Consider: Most intensive option with the broadest diagnostic and treatment support, but also the highest cost range and possible transport stress for an unstable sheep.

Cost estimates as of 2026-03. Actual costs vary by location, clinic, and individual case.

Questions to Ask Your Vet About Sheep Choke

Bring these questions to your vet appointment to get the most out of your visit.

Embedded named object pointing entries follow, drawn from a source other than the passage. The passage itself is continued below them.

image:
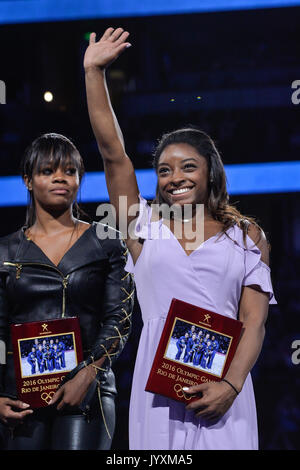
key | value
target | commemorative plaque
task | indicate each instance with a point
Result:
(44, 352)
(196, 346)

  1. You can ask your vet whether this looks like a partial or complete obstruction.
  2. You can ask your vet if the sheep is developing free-gas bloat and how urgent decompression is.
  3. You can ask your vet what treatment tier fits this case and the expected cost range before starting.
  4. You can ask your vet whether sedation, tubing, lavage, or referral is the safest next step.
  5. You can ask your vet how concerned they are about aspiration pneumonia or esophageal injury.
  6. You can ask your vet what the sheep should eat and drink during the next 24 to 72 hours.
  7. You can ask your vet what warning signs mean the choke has recurred or healing is not going well.
  8. You can ask your vet what feeding or management changes may help reduce future choke risk in this flock.

Home Care & Comfort Measures

Home care for sheep choke is mainly supportive while you are arranging veterinary help and then careful monitoring after treatment. Before your vet arrives, remove access to feed and avoid drenching, syringing water, or giving oil by mouth unless your vet specifically directs it. Keep the sheep quiet, sheltered, and upright with as little stress as possible.

After your vet clears the obstruction, follow feeding instructions closely. Your vet may recommend a short period of softer feed, smaller meals, or gradual return to normal forage depending on how irritated the esophagus seems. Watch for renewed drooling, repeated swallowing, coughing, fever, reduced appetite, nasal discharge, or left-sided abdominal enlargement.

Call your vet again right away if the sheep seems painful, bloats, breathes harder, or stops eating. Recovery is often smooth in uncomplicated cases, but complications can show up later. It is also worth reviewing feeder space, feed form, dental health, and access to risky items like whole root vegetables so future episodes are less likely.